For millions of years, before the era of fast - and cheap - food, our innate craving for sugars and fats did more good than harm. The principal risk to survival for our hunting and gathering forebears didn't come from a saber-toothed tiger, the risk of falling off a cliff, or infection from an untreated cut; it came from starvation. We needed those fats (to maintain body temperature), sugars (to provide energy) and proteins (to build cells). Our bodies are super-sensitive to the slightest drop in calorie input and/or weight, because our very survival once depended on it.

Around 1960, at least in this part of the world, everything changed with the advent of fast food. In the half-century since, obesity, defined as a Body Mass Index greater than 30, has tripled. (BMI = 703 x weight-in-pounds / height-in-inches squared.) Despite popular opinion, it's not that we're bad, weak people who have no will power. It's that the genes that brought us through all those ancient famines and droughts are the same genes that tell us to eat, and eat, and eat. There's nothing magical or complicated about weight gain; it can't but happen when the calories in exceed the calories out. Food and drink are the input, of course. The output is the energy it takes to stay alive. Just as your savings will increase if your income exceeds your expenses, your girth will grow if your food calories exceed those you metabolize. It's that simple. It doesn't even matter which of the three macronutrient food groups supply those intake calories. From your body's point of view, a calorie is a calorie is a calorie, whether from fat, protein or carbohydrates. If it's not used for energy, it's going to end up somewhere on your body, either as muscle mass or tummy flab.

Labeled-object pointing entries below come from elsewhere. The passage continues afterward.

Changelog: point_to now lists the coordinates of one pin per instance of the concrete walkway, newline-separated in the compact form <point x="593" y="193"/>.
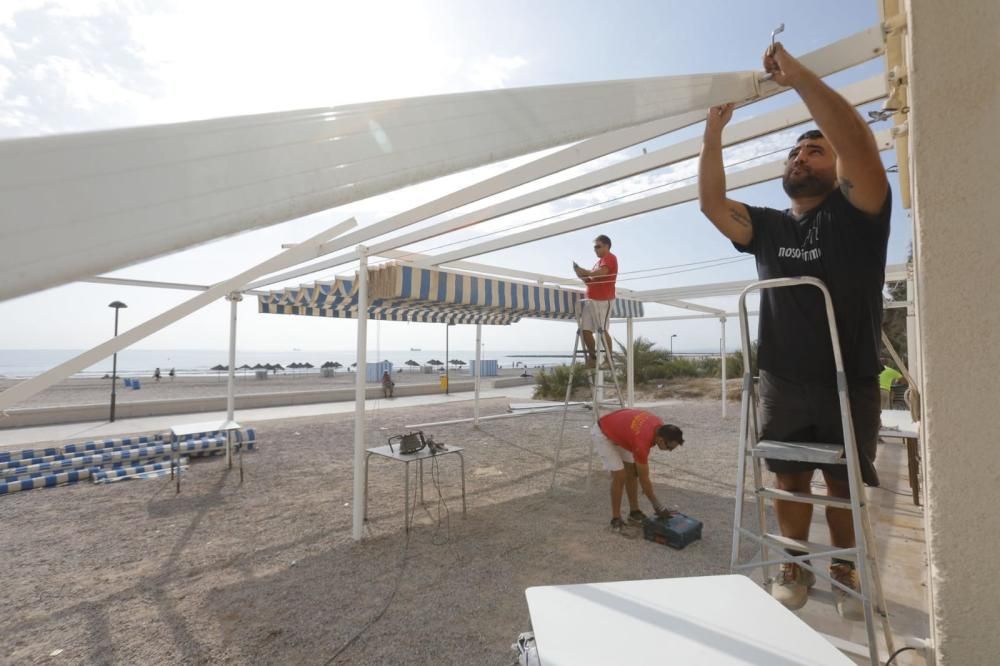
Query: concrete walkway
<point x="73" y="432"/>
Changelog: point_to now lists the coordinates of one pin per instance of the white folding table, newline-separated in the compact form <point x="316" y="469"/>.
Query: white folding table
<point x="718" y="620"/>
<point x="183" y="430"/>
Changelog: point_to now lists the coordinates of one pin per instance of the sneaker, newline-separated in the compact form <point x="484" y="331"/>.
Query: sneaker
<point x="791" y="587"/>
<point x="636" y="517"/>
<point x="848" y="606"/>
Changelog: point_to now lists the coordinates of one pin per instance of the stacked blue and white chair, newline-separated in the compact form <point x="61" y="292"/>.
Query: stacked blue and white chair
<point x="146" y="456"/>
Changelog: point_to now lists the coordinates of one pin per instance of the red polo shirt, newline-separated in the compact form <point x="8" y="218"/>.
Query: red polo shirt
<point x="631" y="429"/>
<point x="602" y="287"/>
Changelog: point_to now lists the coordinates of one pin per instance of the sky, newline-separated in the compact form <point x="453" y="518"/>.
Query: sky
<point x="88" y="65"/>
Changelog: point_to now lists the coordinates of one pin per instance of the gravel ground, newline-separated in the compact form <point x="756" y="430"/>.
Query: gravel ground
<point x="266" y="572"/>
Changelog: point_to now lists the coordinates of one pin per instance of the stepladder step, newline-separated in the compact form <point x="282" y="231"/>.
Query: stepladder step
<point x="805" y="498"/>
<point x="831" y="454"/>
<point x="811" y="547"/>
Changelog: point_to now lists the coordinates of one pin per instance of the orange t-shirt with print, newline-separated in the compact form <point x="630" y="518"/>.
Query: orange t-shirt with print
<point x="631" y="429"/>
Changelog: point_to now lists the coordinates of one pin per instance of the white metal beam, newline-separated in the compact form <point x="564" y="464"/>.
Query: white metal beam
<point x="305" y="250"/>
<point x="893" y="273"/>
<point x="736" y="180"/>
<point x="647" y="320"/>
<point x="858" y="93"/>
<point x="156" y="284"/>
<point x="81" y="204"/>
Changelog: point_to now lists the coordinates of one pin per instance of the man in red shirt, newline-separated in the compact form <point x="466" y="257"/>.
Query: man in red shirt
<point x="600" y="281"/>
<point x="623" y="439"/>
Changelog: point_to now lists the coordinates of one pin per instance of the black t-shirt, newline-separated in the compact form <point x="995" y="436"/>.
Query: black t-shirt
<point x="845" y="248"/>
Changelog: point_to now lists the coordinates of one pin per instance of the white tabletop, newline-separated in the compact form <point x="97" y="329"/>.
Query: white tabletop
<point x="898" y="423"/>
<point x="423" y="453"/>
<point x="718" y="620"/>
<point x="207" y="426"/>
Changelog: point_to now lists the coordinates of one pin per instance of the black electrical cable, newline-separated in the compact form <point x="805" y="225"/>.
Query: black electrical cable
<point x="892" y="657"/>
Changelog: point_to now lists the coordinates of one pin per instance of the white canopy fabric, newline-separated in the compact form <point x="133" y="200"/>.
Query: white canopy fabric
<point x="75" y="206"/>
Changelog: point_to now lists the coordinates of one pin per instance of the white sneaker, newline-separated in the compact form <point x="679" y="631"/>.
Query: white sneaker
<point x="791" y="586"/>
<point x="848" y="606"/>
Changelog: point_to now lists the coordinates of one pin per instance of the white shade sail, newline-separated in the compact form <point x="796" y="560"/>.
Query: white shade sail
<point x="79" y="205"/>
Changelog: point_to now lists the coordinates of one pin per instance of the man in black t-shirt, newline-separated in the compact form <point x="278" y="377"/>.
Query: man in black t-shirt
<point x="836" y="229"/>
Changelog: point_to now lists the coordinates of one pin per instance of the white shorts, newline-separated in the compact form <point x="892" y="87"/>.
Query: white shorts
<point x="595" y="315"/>
<point x="613" y="456"/>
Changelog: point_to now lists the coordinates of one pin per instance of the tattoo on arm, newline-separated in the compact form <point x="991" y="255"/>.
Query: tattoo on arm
<point x="845" y="187"/>
<point x="739" y="217"/>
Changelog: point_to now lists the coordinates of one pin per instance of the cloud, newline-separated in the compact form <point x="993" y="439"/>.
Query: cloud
<point x="495" y="71"/>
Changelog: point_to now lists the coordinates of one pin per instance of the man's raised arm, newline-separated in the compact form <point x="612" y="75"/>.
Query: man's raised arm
<point x="859" y="168"/>
<point x="730" y="217"/>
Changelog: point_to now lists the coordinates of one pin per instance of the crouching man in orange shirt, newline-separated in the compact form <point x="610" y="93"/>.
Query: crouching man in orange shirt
<point x="624" y="439"/>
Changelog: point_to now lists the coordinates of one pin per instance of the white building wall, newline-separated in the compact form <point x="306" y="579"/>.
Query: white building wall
<point x="954" y="51"/>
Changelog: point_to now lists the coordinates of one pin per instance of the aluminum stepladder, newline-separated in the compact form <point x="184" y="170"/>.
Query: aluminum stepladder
<point x="863" y="553"/>
<point x="598" y="385"/>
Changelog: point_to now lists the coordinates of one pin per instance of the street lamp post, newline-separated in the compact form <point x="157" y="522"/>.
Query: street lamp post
<point x="117" y="305"/>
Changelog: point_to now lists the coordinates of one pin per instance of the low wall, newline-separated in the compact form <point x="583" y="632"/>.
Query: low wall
<point x="36" y="416"/>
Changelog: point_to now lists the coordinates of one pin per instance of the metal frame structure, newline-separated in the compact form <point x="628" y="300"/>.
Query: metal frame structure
<point x="283" y="166"/>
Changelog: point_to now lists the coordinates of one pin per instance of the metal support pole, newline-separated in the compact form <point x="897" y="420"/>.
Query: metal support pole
<point x="630" y="361"/>
<point x="234" y="299"/>
<point x="722" y="358"/>
<point x="114" y="372"/>
<point x="478" y="372"/>
<point x="359" y="395"/>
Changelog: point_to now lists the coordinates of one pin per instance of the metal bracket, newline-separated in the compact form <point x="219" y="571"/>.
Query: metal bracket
<point x="894" y="25"/>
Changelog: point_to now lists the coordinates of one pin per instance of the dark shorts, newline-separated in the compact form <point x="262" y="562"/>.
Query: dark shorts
<point x="801" y="412"/>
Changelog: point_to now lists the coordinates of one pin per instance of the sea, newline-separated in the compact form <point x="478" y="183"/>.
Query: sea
<point x="20" y="363"/>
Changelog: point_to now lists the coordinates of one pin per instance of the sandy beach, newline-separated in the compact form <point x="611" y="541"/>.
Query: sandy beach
<point x="266" y="572"/>
<point x="86" y="391"/>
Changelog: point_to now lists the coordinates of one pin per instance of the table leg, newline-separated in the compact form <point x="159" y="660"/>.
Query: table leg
<point x="913" y="463"/>
<point x="406" y="496"/>
<point x="365" y="498"/>
<point x="462" y="458"/>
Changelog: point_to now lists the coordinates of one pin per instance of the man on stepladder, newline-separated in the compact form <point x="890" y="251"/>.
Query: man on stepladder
<point x="623" y="439"/>
<point x="600" y="281"/>
<point x="836" y="229"/>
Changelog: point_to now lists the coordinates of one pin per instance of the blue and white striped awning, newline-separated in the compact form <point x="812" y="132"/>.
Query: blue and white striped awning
<point x="406" y="293"/>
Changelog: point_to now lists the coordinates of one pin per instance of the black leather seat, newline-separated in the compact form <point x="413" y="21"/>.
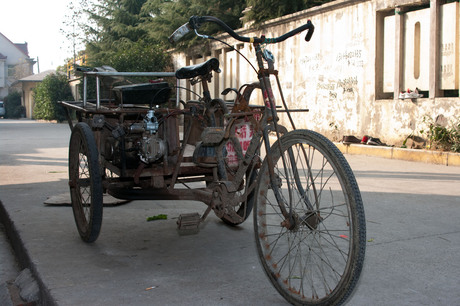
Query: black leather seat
<point x="189" y="72"/>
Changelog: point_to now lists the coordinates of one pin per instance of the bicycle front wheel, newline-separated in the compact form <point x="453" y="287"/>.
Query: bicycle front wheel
<point x="309" y="221"/>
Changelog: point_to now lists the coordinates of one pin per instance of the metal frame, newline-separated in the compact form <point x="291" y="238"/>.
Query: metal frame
<point x="123" y="74"/>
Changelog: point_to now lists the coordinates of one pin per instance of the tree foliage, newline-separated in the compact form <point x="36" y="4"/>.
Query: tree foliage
<point x="131" y="35"/>
<point x="54" y="88"/>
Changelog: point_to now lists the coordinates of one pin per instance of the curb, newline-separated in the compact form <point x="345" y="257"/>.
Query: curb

Unfortunately, if you are inclined to the heavy side, nearly four billion years of evolution have taught your body to be quite efficient in how it uses the food-fuel you eat. One pound of energy stored in your body translates to 3,500-4,000 calories, while a 150 pound adult burns only about 600 calories a week by exercising moderately for 30 minutes daily. So although daily moderate exercise - brisk walking, for instance - is virtually essential to maintain weight loss, it takes an adjustment on the intake side to lose weight in the first place. Which is where diets come in. But, as the saying goes, you can't out-train a bad diet. So if you're serious about weight loss, how do you get into that exclusive 5 percent group who lose it and keep it off? Check here in a week.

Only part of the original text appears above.